Ihre Worte sind ungewöhnlich versöhnlich – bei früheren Gelegenheiten hatte sich die britische Seite wesentlich angriffslustiger gezeigt. Vor allem bei einem Punkt, der als Knackpunkt in den bevorstehenden Verhandlungen zwischen der EU und Großbritannien gilt: Der Abschlussrechnung. Aus Sicht der EU muss London beim Abschied von der Gemeinschaft einen Scheck über 60 Milliarden Euro überreichen, unter anderem für den laufenden EU-Haushalt sowie Pensionsverpflichtungen für EU-Mitarbeiter.

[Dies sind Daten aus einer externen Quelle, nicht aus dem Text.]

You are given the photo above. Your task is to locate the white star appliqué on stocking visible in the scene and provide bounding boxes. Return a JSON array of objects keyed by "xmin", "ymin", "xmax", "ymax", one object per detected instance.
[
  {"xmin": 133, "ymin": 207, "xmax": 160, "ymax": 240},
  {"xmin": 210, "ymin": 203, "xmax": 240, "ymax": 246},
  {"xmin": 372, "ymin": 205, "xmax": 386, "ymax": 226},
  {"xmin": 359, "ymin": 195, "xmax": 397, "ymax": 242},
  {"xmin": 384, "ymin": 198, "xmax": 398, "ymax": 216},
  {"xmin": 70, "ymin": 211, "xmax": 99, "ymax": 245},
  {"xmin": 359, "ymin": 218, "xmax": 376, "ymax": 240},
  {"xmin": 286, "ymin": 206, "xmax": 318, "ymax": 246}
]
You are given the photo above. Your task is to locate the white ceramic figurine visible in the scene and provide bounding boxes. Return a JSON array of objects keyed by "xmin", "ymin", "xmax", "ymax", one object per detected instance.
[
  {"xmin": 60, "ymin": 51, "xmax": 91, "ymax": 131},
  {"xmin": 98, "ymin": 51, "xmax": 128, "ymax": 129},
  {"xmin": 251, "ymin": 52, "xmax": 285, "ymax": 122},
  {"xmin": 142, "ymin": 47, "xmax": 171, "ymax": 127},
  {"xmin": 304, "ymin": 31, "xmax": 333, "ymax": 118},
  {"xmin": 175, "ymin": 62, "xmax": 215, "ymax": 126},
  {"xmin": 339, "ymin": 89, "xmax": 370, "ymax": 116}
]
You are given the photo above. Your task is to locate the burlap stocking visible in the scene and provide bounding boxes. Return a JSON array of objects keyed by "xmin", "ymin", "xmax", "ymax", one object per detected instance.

Auf der Insel hat diese Zahl für Entrüstung gesorgt. Brexit-Minister David Davis stellte postwendend klar: „Ich denke nicht, dass eine solche Summe den Besitzer wechseln wird“, sein Kollege vom Handelsministerium, Liam Fox tat dies gleich als „völlig absurd“ ab. Premierministerin May hatte schon zuvor versprochen, dass ihr Land „keine enormen Summen“ mehr nach Brüssel überweisen würde. Von dieser Summe ist in dem offiziellen Schreiben keine Rede. „Wir werden unserer Verantwortung als Mitgliedstaat nachkommen, solange wir Mitglied der Europäischen Union bleiben“, heißt es lediglich mit Blick auf die Wirtschaft.

Bei einem Punkt, den May nun ansprach, zeichnet sich jedoch eine Diskussion ab: London will sowohl den Abschied, als auch die zukünftigen Beziehungen parallel verhandeln. Auf dem Kontinent steht man diesem Ansinnen skeptisch gegenüber.

Als einen der ersten Punkte will die britische Seite über die Rechte der Millionen EU-Bürger in Großbritannien und der Briten in der EU verhandeln. Mit Blick auf die Wirtschaft erklärte May, Großbritannien werde sich nicht darum bemühen, weiterhin Mitglied des Europäischen Binnenmarktes zu bleiben. „Wir haben verstanden und respektieren die Ansicht, dass die vier Freiheiten des Binnenmarktes nicht voneinander getrennt werden können und es keine Rosinenpickerei geben kann“ – auch wenn man sich bewusst sei, dass das wirtschaftliche Konsequenzen für die britischen Unternehmen haben werde.

Man müsse die Austrittsverhandlungen „konstruktiv und mit Respekt füreinander“ angehen, appellierte May in Richtung Brüssel – gerade in Zeiten, in denen das globale Wirtschaftswachstum nachlasse und protektionistische Tendenzen in der Welt zu erkennen seien, müsse Europa zusammen stehen. Auch dürfe man nicht vergessen, dass man gemeinsam gegen Terror und Kriminalität vorgehen müsse.

In einer ersten Reaktion auf den Brief äußerte EU-Ratspräsident Tusk sein Bedauern. „Es gibt keinen Grund so zu tun, als wäre dies ein glücklicher Tag“, sagte er. Aber es gebe auch einen positiven Aspekt: „Der Brexit hat uns stärker zusammengeschweißt als früher“.

Die Worte aus London und Brüssel werden auf beiden Seiten für Erleichterung sorgen. „Die ersten Wochen nachdem Artikel 50 der EU-Verträge ausgelöst wurden, sind entscheidend“, hatte ein hochrangiger britischer Diplomat hinter vorgehaltener Hand gesagt: Wenn sich die beiden Parteien da zerstreiten, könne sich das hochschaukeln und schwerwiegende Folgen haben – auf beiden Seiten des Kanals.

Auch Ifo-Präsident Clemens Fuest warnte vor Streit. „Es liegt im Interesse aller Beteiligten, einen Scheidungskrieg zu vermeiden und auch künftig eng zu kooperieren“, meinte er. Eine schmutzige Scheidung will May ebenfalls vermeiden. „Häufig haben Eheleute nach der Scheidung keine gute Beziehung mehr“, hatte die Pfarrerstochter vor wenigen Tagen Brexit-Skeptiker im britischen Parlament zu überzeugen versucht. Sie wolle „keine Scheidung, sondern eine neue Beziehung zur EU aufbauen“.